Bürgerbeteiligung 2.Runde

      düstere Aussichten

      Das angebliche Gewässerentwicklungskonzept wurde von den anwesenden Bürgern durchweg abgelehnt.
      Das bedeutet allerdings nicht, daß die Umsetzung nicht erfolgen wird.
      Die Parallelen zur Müggelspree sind unübersehbar. Das dort umgesetzte Vorgehen soll auf die Löcknitz kopiert werden.
      Der WLV soll mit der Umsetzung beauftragt werden, da es im Kern um die Unterlassung der Unterhaltung geht. Das ist für das LUGV ein kostenloser Weg auch dieses Gebiet zu entsiedeln.
      Das Gebiet ist mittlerweile wasserwirtschaftlich vollkommen vernachlässigt.
      Gewässerschauen nach § 111 BbgWG finden in rechtswidriger Weise nicht statt. Somit ist es nicht verwunderlich, daß alle anwesende Betroffene über zu hohe Grundwasserstände klagten.
      Das Konzept sieht aber noch weitere Wasserstandserhöhungen vor, nicht etwa Senkung.
      Dumme Verwaltung, unfähige Behörden?
      Mitnichten. Die Phenolbelastung der Löcknitz ist allseits bekannt. Die Sanierung allerdings teuer und nicht zum Nulltarif zu haben.
      dieses Problem wurde mal wieder elegant umschifft. Die chemischen Werte der Löcknitz wurden erst gar nicht erfasst. Dabei wäre auch gleich noch die enorm hohe Sulfatbelastung ans Licht gekonmmen.
      In kreativer Weise wird der gute Zustand der Löcknitz anhand von Zeigerarten bewertet. Bis diese in der Löcknitz gesichtet werden möchten die Planer am Oberlauf die Unterhaltung vernachlässigen und den Grundwasserspiegel an die Oberflächte treiben.
      Dieses wird den WLV vermutlich die nächsten hundert Jahre beschäftigen, da diese Zeigerarten vermutlich niemals einwandern und überleben können.

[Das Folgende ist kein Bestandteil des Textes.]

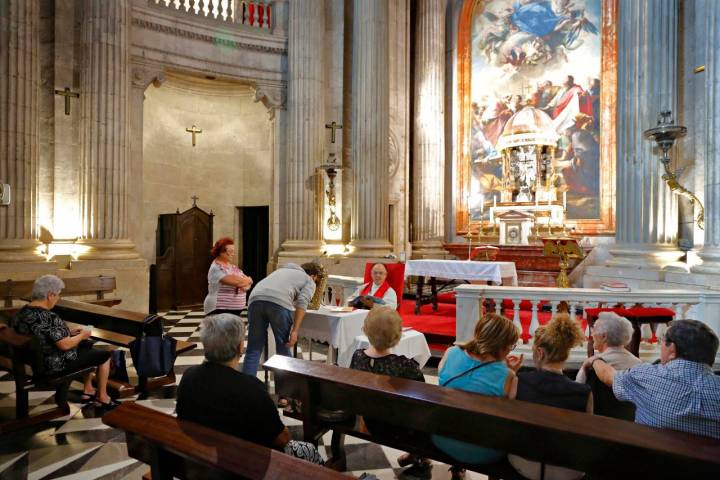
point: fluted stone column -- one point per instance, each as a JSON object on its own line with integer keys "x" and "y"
{"x": 19, "y": 91}
{"x": 647, "y": 217}
{"x": 429, "y": 133}
{"x": 370, "y": 129}
{"x": 710, "y": 253}
{"x": 104, "y": 83}
{"x": 305, "y": 128}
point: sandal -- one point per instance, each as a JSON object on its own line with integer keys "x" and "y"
{"x": 107, "y": 406}
{"x": 87, "y": 397}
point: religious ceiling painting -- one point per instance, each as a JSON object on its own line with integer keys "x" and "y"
{"x": 554, "y": 62}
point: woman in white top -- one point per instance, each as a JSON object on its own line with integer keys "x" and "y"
{"x": 227, "y": 284}
{"x": 611, "y": 333}
{"x": 378, "y": 287}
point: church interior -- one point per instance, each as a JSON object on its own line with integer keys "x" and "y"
{"x": 543, "y": 173}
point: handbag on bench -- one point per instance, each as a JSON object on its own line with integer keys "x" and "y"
{"x": 153, "y": 356}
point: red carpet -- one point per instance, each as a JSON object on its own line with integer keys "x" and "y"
{"x": 439, "y": 326}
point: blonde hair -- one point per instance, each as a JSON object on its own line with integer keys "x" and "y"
{"x": 493, "y": 333}
{"x": 383, "y": 327}
{"x": 558, "y": 337}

      Der Weg einer Zeigerart von der Mündung in richtung Quelle:
      - erst muß sich diese Lebensform durch das verockerte und sulfathaltige Wasser der Müggelspree, welches in den Dämeritzsee gelangt, kämpfen
      - dann geht es durch die Schlammbarriere vor der Löcknitzmündung
      - es folgt die Phenolblase im Flakenfließ
      - wer das überlebt kämpft weiter mit der hohen Sulfatbelastung der Löcknitz
      - wieviel Prozent das unbeschadet überleben ist eine spannende Frage.
      Dieser kritische und letzendlich giftige Teil wurde in der Betrachtung der Planer vollkommen ausgelassen, ebenso wie die sozioökonomische Betrachtung.
      Die Anwohner der Seenkette können sich schon jetz auf den Kampf um Badestellen und Stege einstellen.
      Wie solche Beseitigungsmaßnahmen umgesetzt werden, können die Betroffenen in Neu Zittau(Müggelspree) und auch am Schwielochsee erfragen.
      Eine Abkehr von diesen unmenschlichen Planungen wird nicht zu erwarten sein.